Turner wears one on his right knee mainly because as the left tackle it is the one most susceptible to another player landing on it.
“I wear my right one because I got dinged on the right knee,” he said. “I tried wearing the left one, but it was too uncomfortable, and I couldn’t move around like I wanted to.”
Haeg said he doesn’t feel any slower and says he actually feels more of a sense of security with them. NDSU travels to Southern Illinois this week with its starting lineup intact. Plankers is expected to be available for the first time since getting hurt against Northern Iowa two weeks ago.
“I think they can perform at a high level whether they’re wearing them or not,” Fuchs said. “Maybe it’s just the comfort level for some of those guys.”

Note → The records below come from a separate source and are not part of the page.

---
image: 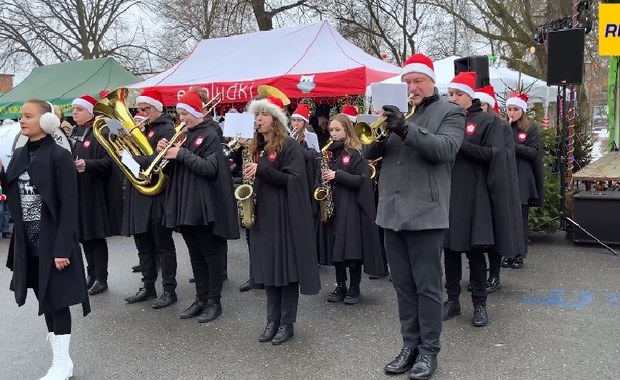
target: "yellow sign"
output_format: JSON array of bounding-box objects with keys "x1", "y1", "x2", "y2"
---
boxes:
[{"x1": 598, "y1": 4, "x2": 620, "y2": 55}]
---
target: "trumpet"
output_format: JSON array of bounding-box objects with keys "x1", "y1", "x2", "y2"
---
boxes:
[{"x1": 355, "y1": 95, "x2": 415, "y2": 145}]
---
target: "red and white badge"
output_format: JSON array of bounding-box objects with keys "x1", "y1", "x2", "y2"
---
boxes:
[
  {"x1": 465, "y1": 123, "x2": 478, "y2": 136},
  {"x1": 342, "y1": 154, "x2": 351, "y2": 166}
]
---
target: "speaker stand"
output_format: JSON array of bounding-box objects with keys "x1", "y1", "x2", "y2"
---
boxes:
[{"x1": 528, "y1": 85, "x2": 618, "y2": 256}]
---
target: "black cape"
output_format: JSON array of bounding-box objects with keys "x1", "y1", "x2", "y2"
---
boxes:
[
  {"x1": 163, "y1": 121, "x2": 239, "y2": 239},
  {"x1": 315, "y1": 142, "x2": 385, "y2": 276},
  {"x1": 71, "y1": 124, "x2": 123, "y2": 240},
  {"x1": 250, "y1": 137, "x2": 321, "y2": 295},
  {"x1": 3, "y1": 136, "x2": 90, "y2": 315},
  {"x1": 512, "y1": 123, "x2": 545, "y2": 207},
  {"x1": 122, "y1": 114, "x2": 174, "y2": 236}
]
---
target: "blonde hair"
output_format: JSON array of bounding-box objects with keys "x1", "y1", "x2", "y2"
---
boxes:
[{"x1": 328, "y1": 113, "x2": 362, "y2": 151}]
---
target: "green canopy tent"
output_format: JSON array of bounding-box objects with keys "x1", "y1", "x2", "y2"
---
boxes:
[{"x1": 0, "y1": 58, "x2": 142, "y2": 120}]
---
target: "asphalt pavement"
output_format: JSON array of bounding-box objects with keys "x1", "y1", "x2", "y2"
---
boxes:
[{"x1": 0, "y1": 233, "x2": 620, "y2": 380}]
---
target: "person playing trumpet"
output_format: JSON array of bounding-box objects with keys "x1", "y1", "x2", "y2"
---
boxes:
[{"x1": 157, "y1": 91, "x2": 239, "y2": 323}]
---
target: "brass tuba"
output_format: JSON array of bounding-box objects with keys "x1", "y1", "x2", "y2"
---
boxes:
[{"x1": 93, "y1": 88, "x2": 166, "y2": 196}]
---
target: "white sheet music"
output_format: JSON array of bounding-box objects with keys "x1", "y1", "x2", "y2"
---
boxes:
[
  {"x1": 370, "y1": 83, "x2": 409, "y2": 113},
  {"x1": 222, "y1": 113, "x2": 254, "y2": 139}
]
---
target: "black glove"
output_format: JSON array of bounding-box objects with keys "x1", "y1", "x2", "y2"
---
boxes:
[{"x1": 383, "y1": 106, "x2": 408, "y2": 140}]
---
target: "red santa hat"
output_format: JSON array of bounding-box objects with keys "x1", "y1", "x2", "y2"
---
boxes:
[
  {"x1": 506, "y1": 92, "x2": 529, "y2": 112},
  {"x1": 474, "y1": 85, "x2": 499, "y2": 113},
  {"x1": 177, "y1": 91, "x2": 204, "y2": 119},
  {"x1": 448, "y1": 71, "x2": 476, "y2": 99},
  {"x1": 340, "y1": 104, "x2": 357, "y2": 123},
  {"x1": 291, "y1": 103, "x2": 310, "y2": 123},
  {"x1": 401, "y1": 53, "x2": 435, "y2": 82},
  {"x1": 136, "y1": 89, "x2": 164, "y2": 112},
  {"x1": 71, "y1": 95, "x2": 97, "y2": 115},
  {"x1": 248, "y1": 96, "x2": 288, "y2": 127}
]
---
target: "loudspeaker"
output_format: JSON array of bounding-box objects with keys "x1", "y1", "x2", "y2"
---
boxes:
[
  {"x1": 573, "y1": 191, "x2": 620, "y2": 245},
  {"x1": 547, "y1": 28, "x2": 586, "y2": 86},
  {"x1": 454, "y1": 55, "x2": 491, "y2": 88}
]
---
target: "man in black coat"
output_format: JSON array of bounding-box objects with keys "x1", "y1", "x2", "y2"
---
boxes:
[{"x1": 122, "y1": 89, "x2": 177, "y2": 309}]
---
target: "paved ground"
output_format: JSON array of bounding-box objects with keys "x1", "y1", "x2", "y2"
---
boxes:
[{"x1": 0, "y1": 234, "x2": 620, "y2": 380}]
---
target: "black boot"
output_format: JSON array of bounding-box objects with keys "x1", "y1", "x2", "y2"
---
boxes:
[
  {"x1": 327, "y1": 284, "x2": 347, "y2": 302},
  {"x1": 181, "y1": 298, "x2": 205, "y2": 319},
  {"x1": 196, "y1": 300, "x2": 222, "y2": 323},
  {"x1": 471, "y1": 304, "x2": 489, "y2": 327},
  {"x1": 125, "y1": 288, "x2": 157, "y2": 303},
  {"x1": 487, "y1": 277, "x2": 502, "y2": 294},
  {"x1": 344, "y1": 285, "x2": 360, "y2": 305},
  {"x1": 258, "y1": 321, "x2": 280, "y2": 343},
  {"x1": 409, "y1": 354, "x2": 437, "y2": 380},
  {"x1": 443, "y1": 300, "x2": 461, "y2": 321},
  {"x1": 383, "y1": 347, "x2": 419, "y2": 374},
  {"x1": 271, "y1": 323, "x2": 295, "y2": 346},
  {"x1": 153, "y1": 291, "x2": 177, "y2": 309},
  {"x1": 88, "y1": 280, "x2": 108, "y2": 296}
]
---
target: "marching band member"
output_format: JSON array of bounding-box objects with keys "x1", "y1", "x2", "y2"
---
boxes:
[
  {"x1": 70, "y1": 95, "x2": 122, "y2": 295},
  {"x1": 0, "y1": 100, "x2": 90, "y2": 380},
  {"x1": 364, "y1": 54, "x2": 465, "y2": 379},
  {"x1": 244, "y1": 96, "x2": 321, "y2": 345},
  {"x1": 319, "y1": 113, "x2": 384, "y2": 305},
  {"x1": 157, "y1": 91, "x2": 239, "y2": 323},
  {"x1": 122, "y1": 89, "x2": 177, "y2": 309},
  {"x1": 443, "y1": 72, "x2": 520, "y2": 327},
  {"x1": 501, "y1": 93, "x2": 545, "y2": 269}
]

Both the University of South Dakota and South Dakota State require their offensive linemen to wear braces. Moreover, SDSU head coach John Stiegelmeier is proposing this year that all of his defensive linemen wear one, too.
“I told our defensive line coach, ‘I think we should require them to wear one from here on out,’ ” Stiegelmeier said. “They looked at me like I was nuts.”
The practice of offensive linemen wearing protective measures has been in place as long as Stiegelmeier, who is in his 17th year as the head Jackrabbits coach, can remember.
“I don’t ever remember having a discussion of our offensive linemen not having them,” he said.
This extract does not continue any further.